Let $T_n: l^2 \rightarrow l^2$ be defined by $$T_nx = (\zeta_1,\zeta_2,\zeta_3, ...,\zeta_n,0,0,0,...)$$ where $x = (\zeta_1, \zeta_2, \zeta_3,...)$. Prove that $(T_n)$ is a sequence of bounded linear operators such that $(T_n(x))$ converges for every $x \in l^2$. However, show that $|| T_n-T||=1$ for all $n \in N$.
Now I have showed that the sequence is a sequence of bounded linear operators and converges for every $x \in l^2$. I am having trouble with the last part. Since we are using the $l^2$ norm, how can I approach this proof? Thank you for your help!

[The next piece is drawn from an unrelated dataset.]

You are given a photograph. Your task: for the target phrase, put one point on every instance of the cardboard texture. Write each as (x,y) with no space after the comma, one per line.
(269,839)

For all $x\in l^2$ we have $||(T-T_n)(x)||^2=\sum_{k=n+1}^\infty |\zeta_k|^2\leq \sum_{k=1}^\infty |\zeta_k|^2=||x||^2$, which shows that $||T_n-T||\leq 1$. On the other hand, take any vector $0\ne x\in l^2$ with its first $n-1$ coordinates being $0$. Then $||T_n-T||\geq \frac{||(T-T_n)(x)||}{||x||}=1$.